Si vous vous reconnaissez pécheur, et que vous soyez disposé à vous détourner de votre péché et à vous confier en Lui seul, alors parlez à Dieu dès maintenant. Il n'existe aucune formule magique — mais si ces paroles sont le cri de votre cœur, priez-les et pensez-les :
Ô Dieu saint et tout-puissant, je viens à Toi tel que je suis, sans rien cacher. Je confesse que je suis pécheur. J'ai transgressé Ta loi, je me suis détourné pour suivre ma propre voie, et je mérite le jugement et le feu éternel que mon péché a mérités. Je ne puis en aucune façon me sauver moi-même, et je ne T'apporte rien.
Je crois que le Seigneur Jésus-Christ est Ton Fils ; qu'Il m'a aimé et qu'Il est mort sur la croix à ma place, versant Son sang précieux pour mes péchés ; qu'Il a été enseveli, et qu'Il est ressuscité le troisième jour.
Ici et maintenant, je me détourne de mon péché de tout mon cœur, et je me confie en Lui seul — non en mes œuvres, non en ma religion, non en ma bonté — pour me sauver. Seigneur Jésus, entre dans mon cœur, pardonne mon péché, et sois mon Sauveur dès cet instant et pour toujours.
Au nom précieux de notre Seigneur Jésus-Christ je prie. Amen.
1. Dites-le à quelqu'un aujourd'hui même. « Si tu confesses de ta bouche que Jésus est le Seigneur, et si tu crois dans ton cœur que Dieu l'a ressuscité des morts, tu seras sauvé » (Romains 10:9).
2. Commencez à lire la Bible. Débutez par l'Évangile selon Jean, puis lisez les Actes, puis l'épître aux Romains. Lisez-en un peu chaque jour. « Désirez avec ardeur le lait spirituel et pur, afin que vous croissiez par son moyen » (1 Pierre 2:2).
3. Parlez chaque jour à votre Père. Vous pouvez désormais venir à Lui avec une pleine confiance, au nom de notre Seigneur Jésus-Christ. Aucun rendez-vous n'est nécessaire, ni la permission d'aucun homme.
4. Trouvez une église qui croit la Bible, et faites-vous baptiser. Non pas pour être sauvé — vous l'êtes déjà — mais bien par obéissance, et comme confession publique de ce qui vient de vous arriver.
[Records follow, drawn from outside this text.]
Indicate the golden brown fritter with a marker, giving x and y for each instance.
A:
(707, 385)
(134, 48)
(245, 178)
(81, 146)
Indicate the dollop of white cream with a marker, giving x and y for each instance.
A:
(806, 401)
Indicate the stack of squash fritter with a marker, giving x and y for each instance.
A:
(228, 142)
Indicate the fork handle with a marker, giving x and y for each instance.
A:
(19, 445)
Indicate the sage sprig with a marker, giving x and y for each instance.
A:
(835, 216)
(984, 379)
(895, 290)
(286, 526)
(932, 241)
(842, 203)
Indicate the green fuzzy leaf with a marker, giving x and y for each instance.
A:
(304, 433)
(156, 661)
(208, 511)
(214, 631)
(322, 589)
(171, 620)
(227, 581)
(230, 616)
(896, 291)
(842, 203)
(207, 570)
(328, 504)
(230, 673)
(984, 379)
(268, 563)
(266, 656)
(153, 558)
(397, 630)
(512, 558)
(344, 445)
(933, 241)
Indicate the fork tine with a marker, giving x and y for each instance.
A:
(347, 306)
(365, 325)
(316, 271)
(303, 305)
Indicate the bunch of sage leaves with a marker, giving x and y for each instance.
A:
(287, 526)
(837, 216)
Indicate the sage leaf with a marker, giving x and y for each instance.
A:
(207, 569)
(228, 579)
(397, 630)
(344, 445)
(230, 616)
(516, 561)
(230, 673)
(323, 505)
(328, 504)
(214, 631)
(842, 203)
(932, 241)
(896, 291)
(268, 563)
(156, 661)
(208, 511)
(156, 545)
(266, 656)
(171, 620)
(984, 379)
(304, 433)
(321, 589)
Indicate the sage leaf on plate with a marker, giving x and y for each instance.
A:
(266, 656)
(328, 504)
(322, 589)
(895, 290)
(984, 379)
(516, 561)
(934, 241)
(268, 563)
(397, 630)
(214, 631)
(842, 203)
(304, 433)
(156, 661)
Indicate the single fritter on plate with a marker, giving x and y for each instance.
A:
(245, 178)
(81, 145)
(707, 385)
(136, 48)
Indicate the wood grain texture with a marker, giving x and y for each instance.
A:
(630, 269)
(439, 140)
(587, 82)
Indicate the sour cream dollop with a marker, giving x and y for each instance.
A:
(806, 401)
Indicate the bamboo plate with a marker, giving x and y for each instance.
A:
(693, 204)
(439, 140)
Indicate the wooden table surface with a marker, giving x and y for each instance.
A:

5. Reposez-vous en ceci, et ne soyez pas ébranlé par vos sentiments. « Celui qui écoute ma parole, et qui croit à celui qui m'a envoyé, a la vie éternelle, et il ne vient point en jugement, mais il est passé de la mort à la vie » (Jean 5:24). Vous pécherez encore ; et lorsque cela arrivera, confessez-le aussitôt et poursuivez votre route — « Si nous confessons nos péchés, il est fidèle et juste pour nous les pardonner, et pour nous purifier de toute iniquité » (1 Jean 1:9).